I understand that the reason there are so few Irish immigrants now in New York is simply that the economy really picked up in Ireland, Dublin in particular, around the turn of the century, and there may well be real work for these people closer to home. I’m sure coming to America and trying to make it was quite an adventure, and some loved it enough to stay, but I’d also bet plenty of people thought, “fuck it, this isn’t home, and I really miss my family, as much as I claim to hate them.” In my early 30s, I thought of trying to move to Ireland or Scotland, not quite sure how this would have happened without any real prospects for tolerable work over there. But that was all before my father passed on, and the realization that I’d rather be able to see my mother a lot more before her time comes. Living on another continent and having that happen maybe once a year just doesn’t sit well with me.
So, I sit here in 2007, not just wondering where all the Irish went in New York, but also wondering where all the Irish went in me. I know it’s still there. I’m not going through those cultural revelations I went though upon first moving here, reading all the J.P. Donleavy novels I could find (most of them suck, same story told many times over), worshipping W.B. Yeats and all sorts of older Irish poetry and literature, fleshing out my Pogues collection, getting a much more in-depth take on celtic music, history and culture. That was a good time of learning, although I was probably laying on the “begorrah and fiddlesticks” bullshit a little too thick. What the hell, though. I still think The Quiet Man is a great fucking movie, and the Irish folks I've met who claim to hate it are taking their "Irishness" a little too seriously.

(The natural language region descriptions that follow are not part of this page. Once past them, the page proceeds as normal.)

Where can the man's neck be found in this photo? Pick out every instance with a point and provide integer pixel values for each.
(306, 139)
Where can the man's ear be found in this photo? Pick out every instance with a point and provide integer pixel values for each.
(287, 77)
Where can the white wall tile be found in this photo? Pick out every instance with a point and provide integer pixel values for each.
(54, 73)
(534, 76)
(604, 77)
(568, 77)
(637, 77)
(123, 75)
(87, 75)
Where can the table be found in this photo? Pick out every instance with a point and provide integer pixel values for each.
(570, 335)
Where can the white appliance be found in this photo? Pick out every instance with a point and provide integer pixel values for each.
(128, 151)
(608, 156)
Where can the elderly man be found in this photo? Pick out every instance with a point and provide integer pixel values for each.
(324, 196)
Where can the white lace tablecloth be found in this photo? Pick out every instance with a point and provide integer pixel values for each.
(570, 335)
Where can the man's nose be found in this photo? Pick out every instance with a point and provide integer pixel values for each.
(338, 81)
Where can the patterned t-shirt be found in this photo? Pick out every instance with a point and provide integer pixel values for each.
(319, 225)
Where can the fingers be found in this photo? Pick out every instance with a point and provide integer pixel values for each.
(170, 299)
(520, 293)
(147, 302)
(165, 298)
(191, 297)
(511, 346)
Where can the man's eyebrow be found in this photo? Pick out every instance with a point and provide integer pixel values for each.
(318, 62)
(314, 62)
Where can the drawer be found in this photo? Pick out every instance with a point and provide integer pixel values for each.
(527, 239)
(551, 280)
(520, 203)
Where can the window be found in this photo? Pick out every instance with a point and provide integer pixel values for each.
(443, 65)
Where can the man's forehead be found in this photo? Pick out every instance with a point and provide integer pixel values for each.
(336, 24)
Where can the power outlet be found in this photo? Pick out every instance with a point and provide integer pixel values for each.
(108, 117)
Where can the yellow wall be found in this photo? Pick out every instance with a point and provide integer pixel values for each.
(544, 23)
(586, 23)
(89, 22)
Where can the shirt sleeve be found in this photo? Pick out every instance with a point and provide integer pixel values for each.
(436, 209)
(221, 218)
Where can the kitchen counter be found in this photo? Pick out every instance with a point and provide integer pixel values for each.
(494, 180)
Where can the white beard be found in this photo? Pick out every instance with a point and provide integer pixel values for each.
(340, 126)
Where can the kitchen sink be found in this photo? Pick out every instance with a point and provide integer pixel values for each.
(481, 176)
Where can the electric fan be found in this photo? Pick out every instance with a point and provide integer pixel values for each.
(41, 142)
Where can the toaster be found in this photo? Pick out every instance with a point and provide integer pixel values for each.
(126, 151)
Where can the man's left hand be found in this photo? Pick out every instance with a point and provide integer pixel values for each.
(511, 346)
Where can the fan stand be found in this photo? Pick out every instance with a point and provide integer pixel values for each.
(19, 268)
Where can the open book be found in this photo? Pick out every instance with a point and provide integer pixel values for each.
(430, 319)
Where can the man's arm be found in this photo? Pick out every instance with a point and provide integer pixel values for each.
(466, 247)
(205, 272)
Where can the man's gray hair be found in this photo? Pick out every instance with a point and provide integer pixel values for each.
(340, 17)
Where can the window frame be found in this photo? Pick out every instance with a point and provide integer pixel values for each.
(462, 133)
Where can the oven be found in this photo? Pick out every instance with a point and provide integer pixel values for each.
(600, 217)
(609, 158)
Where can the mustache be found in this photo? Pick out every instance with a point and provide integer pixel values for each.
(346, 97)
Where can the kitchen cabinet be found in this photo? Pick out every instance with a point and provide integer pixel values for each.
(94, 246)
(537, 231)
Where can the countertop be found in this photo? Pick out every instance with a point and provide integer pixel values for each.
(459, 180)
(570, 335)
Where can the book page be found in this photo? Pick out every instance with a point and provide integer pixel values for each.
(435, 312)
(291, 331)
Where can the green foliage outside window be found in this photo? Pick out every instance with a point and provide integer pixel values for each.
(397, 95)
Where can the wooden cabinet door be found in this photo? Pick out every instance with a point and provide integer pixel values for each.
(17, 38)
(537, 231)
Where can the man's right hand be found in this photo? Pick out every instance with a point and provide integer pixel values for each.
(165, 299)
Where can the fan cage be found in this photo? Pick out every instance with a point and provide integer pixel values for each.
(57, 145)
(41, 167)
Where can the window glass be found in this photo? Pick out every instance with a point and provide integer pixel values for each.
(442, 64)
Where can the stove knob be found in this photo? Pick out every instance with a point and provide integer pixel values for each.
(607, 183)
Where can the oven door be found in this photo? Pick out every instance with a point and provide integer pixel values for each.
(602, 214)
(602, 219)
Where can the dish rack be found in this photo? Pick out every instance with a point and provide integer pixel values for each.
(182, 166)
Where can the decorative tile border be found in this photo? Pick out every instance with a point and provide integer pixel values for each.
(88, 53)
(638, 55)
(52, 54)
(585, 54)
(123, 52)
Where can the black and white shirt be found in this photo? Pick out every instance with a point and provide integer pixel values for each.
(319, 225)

That brings to mind the Blarney Star, the old bar that used to be just north of the World Trade Center, but was wiped out not by the building collapses on 9/11, but by the months of area restrictions and total lack of foot traffic for a good year afterwards – along with so many other businesses around there. Like most good Irish pubs, the place had shitty food, hamburgers like hockey pucks, and the Guinness was nothing to write home about.
But downstairs, they had music every Friday night, and I mean solid, traditional Irish music played well by the best musicians in the world, most a few hours off a plane from Dublin. The place looked like a bingo hall in a church basement, probably couldn’t hold more than 200 people. At each show, there was this big blind Irish girl with that sort of Dylan Thomas mop of wirey red hair on her head, who would sit at the middle table and bob back and forth to the rhythms. This gentle hippie guy who promoted the shows would take admission and sell CDs during the intermissions – I probably bought at least a dozen CDs at various shows. Dave from New Jersey would always get me going to these shows, on his suggestions that such-and-such a fiddler from County Claire was playing the Blarney Star next Friday, and it would be wise to be there.

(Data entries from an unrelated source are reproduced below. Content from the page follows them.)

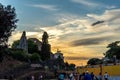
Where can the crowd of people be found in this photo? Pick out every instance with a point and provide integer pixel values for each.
(84, 76)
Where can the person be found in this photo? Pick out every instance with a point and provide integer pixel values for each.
(100, 76)
(61, 76)
(87, 76)
(40, 77)
(32, 77)
(106, 76)
(71, 76)
(81, 77)
(92, 75)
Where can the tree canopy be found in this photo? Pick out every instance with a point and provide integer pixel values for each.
(32, 46)
(7, 23)
(114, 49)
(94, 61)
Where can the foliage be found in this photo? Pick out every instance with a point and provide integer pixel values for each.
(32, 47)
(72, 66)
(94, 61)
(114, 49)
(7, 23)
(35, 57)
(15, 44)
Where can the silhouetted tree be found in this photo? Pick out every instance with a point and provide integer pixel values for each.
(7, 26)
(94, 61)
(7, 23)
(114, 49)
(32, 46)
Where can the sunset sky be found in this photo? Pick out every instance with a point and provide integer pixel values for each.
(69, 25)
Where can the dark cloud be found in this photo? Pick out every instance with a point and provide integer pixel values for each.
(90, 41)
(77, 58)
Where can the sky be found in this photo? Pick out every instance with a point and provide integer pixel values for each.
(69, 25)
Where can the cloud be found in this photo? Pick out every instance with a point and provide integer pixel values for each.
(108, 15)
(91, 41)
(46, 7)
(76, 58)
(86, 3)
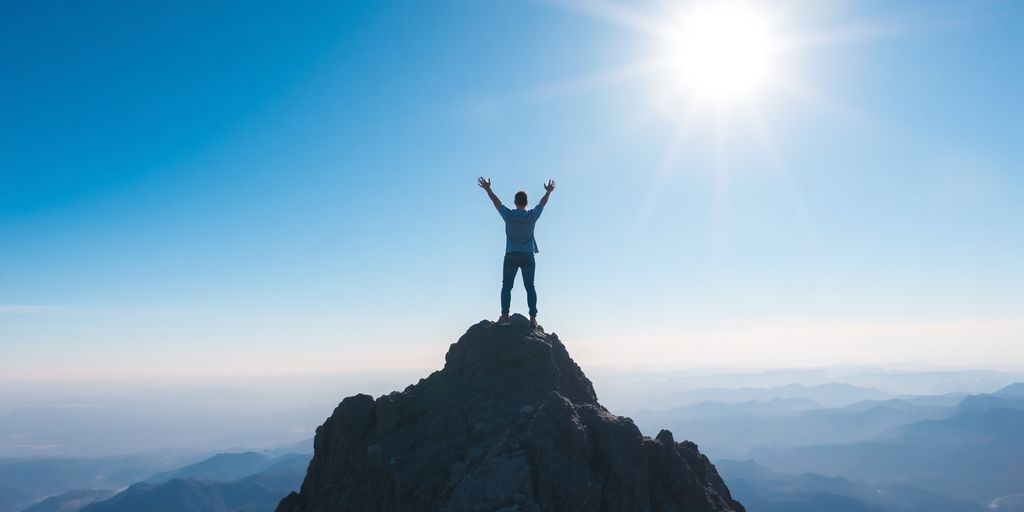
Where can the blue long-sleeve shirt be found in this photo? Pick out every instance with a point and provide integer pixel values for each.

And Dave was always right about Irish music – he really knew his shit, still does, I’m sure. The intensity of celtic music being played live by masters is something worth experiencing – unlike rock, it’s much more quiet, but also more intense and emotional. If there’s one thing I wish I still had from those days of Irish cultural immersion, it would be a place like the Blarney Star, with traditional Irish musicians doing their thing every Friday night. The crowd would be dead silent during a number and wildly appreciative once it ended. And I got the sense that if you went to see the same players in a small town hall over there, it would be much the same.

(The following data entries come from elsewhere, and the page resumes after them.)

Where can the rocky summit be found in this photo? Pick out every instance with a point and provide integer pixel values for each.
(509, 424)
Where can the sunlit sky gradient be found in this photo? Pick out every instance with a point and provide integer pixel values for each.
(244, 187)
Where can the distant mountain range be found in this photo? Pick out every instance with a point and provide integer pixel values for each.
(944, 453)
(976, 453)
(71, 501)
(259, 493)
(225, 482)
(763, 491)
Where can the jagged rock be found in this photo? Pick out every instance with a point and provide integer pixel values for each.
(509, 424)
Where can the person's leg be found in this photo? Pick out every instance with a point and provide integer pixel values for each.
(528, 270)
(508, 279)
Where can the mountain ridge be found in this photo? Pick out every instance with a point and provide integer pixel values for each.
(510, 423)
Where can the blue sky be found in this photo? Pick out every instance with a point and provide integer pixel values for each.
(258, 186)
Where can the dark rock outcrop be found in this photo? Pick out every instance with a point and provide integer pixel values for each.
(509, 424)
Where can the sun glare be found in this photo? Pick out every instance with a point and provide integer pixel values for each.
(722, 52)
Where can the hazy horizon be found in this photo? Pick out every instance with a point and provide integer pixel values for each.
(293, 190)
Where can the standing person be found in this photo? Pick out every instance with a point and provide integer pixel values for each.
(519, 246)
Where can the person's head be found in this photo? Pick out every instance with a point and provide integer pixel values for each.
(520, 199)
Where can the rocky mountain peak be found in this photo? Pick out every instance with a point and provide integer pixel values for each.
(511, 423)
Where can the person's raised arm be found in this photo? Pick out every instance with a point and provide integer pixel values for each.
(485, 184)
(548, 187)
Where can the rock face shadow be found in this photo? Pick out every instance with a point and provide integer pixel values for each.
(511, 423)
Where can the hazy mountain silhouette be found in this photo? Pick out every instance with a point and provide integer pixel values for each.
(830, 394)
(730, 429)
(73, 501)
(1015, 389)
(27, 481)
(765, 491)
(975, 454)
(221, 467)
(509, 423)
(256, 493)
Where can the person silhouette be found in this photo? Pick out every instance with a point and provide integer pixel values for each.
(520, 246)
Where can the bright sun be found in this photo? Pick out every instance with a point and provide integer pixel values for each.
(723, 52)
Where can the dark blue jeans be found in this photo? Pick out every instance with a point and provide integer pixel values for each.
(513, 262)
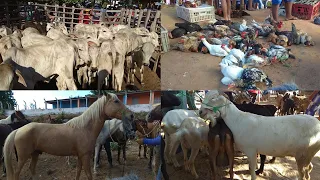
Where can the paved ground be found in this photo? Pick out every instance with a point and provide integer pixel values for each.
(182, 70)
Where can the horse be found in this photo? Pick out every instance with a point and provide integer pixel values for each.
(14, 117)
(5, 130)
(148, 130)
(293, 135)
(77, 137)
(264, 110)
(113, 129)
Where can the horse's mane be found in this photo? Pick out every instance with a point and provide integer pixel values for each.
(92, 113)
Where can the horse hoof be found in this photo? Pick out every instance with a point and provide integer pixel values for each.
(258, 172)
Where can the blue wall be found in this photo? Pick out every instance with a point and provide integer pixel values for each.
(66, 104)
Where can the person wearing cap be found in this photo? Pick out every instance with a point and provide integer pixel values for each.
(288, 6)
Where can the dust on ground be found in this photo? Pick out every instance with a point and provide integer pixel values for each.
(187, 70)
(281, 169)
(56, 168)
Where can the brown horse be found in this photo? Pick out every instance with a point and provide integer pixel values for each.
(77, 137)
(148, 130)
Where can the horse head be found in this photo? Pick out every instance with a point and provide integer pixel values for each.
(154, 114)
(128, 128)
(113, 107)
(17, 116)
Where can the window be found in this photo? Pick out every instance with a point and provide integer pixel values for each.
(135, 100)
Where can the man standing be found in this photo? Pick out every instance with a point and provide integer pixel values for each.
(288, 6)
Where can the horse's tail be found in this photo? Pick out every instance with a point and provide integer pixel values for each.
(8, 150)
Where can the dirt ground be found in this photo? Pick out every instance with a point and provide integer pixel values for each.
(281, 169)
(191, 71)
(56, 168)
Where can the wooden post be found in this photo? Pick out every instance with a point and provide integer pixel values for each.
(72, 19)
(154, 23)
(56, 11)
(129, 17)
(135, 17)
(147, 18)
(140, 17)
(64, 11)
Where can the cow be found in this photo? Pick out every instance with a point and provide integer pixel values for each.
(40, 62)
(9, 76)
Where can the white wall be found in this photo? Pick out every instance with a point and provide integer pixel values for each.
(37, 112)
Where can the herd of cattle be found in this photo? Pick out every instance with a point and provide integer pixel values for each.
(93, 56)
(188, 129)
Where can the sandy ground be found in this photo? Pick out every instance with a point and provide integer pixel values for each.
(56, 168)
(282, 169)
(191, 71)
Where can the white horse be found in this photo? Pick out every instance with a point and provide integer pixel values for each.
(109, 128)
(14, 117)
(192, 133)
(171, 122)
(292, 135)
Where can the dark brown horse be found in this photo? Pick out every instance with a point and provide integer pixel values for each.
(146, 130)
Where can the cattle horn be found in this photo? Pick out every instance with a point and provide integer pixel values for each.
(20, 78)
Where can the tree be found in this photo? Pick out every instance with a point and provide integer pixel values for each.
(6, 97)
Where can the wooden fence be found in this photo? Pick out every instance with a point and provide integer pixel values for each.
(18, 14)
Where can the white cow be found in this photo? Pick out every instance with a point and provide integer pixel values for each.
(9, 41)
(9, 76)
(171, 123)
(39, 62)
(192, 133)
(5, 31)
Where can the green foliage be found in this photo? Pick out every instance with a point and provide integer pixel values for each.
(7, 97)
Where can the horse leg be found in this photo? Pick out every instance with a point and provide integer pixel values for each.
(108, 150)
(185, 154)
(252, 156)
(214, 153)
(22, 160)
(151, 158)
(139, 155)
(96, 158)
(79, 168)
(262, 161)
(230, 153)
(145, 151)
(119, 149)
(32, 167)
(124, 153)
(166, 148)
(272, 160)
(194, 153)
(86, 166)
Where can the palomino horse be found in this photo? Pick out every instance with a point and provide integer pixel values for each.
(113, 129)
(14, 117)
(292, 135)
(5, 130)
(77, 137)
(148, 130)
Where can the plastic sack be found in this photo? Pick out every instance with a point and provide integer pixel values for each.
(229, 60)
(226, 81)
(233, 72)
(237, 53)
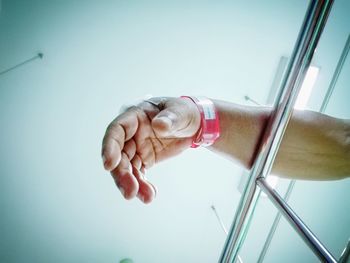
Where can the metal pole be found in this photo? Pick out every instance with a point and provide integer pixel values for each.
(275, 224)
(336, 74)
(310, 239)
(307, 40)
(345, 256)
(322, 110)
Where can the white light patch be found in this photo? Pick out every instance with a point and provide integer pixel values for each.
(272, 181)
(306, 88)
(300, 104)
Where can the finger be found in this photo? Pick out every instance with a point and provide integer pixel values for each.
(180, 117)
(124, 178)
(119, 131)
(137, 162)
(130, 149)
(146, 191)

Now, I’m not quite sure if that sort of place even exists in New York, which seems a shame and borderline criminal given this town’s Irish roots. Or if it does, I’ve just drifted so far from that sense of knowing these things that I’m totally unaware of it. Who knows. But I can't help but think there's been some sort of silent mass exodus of Irish from New York over the past few years, and I guess it's only those of us living in the margins who knew them that recognize the space left behind.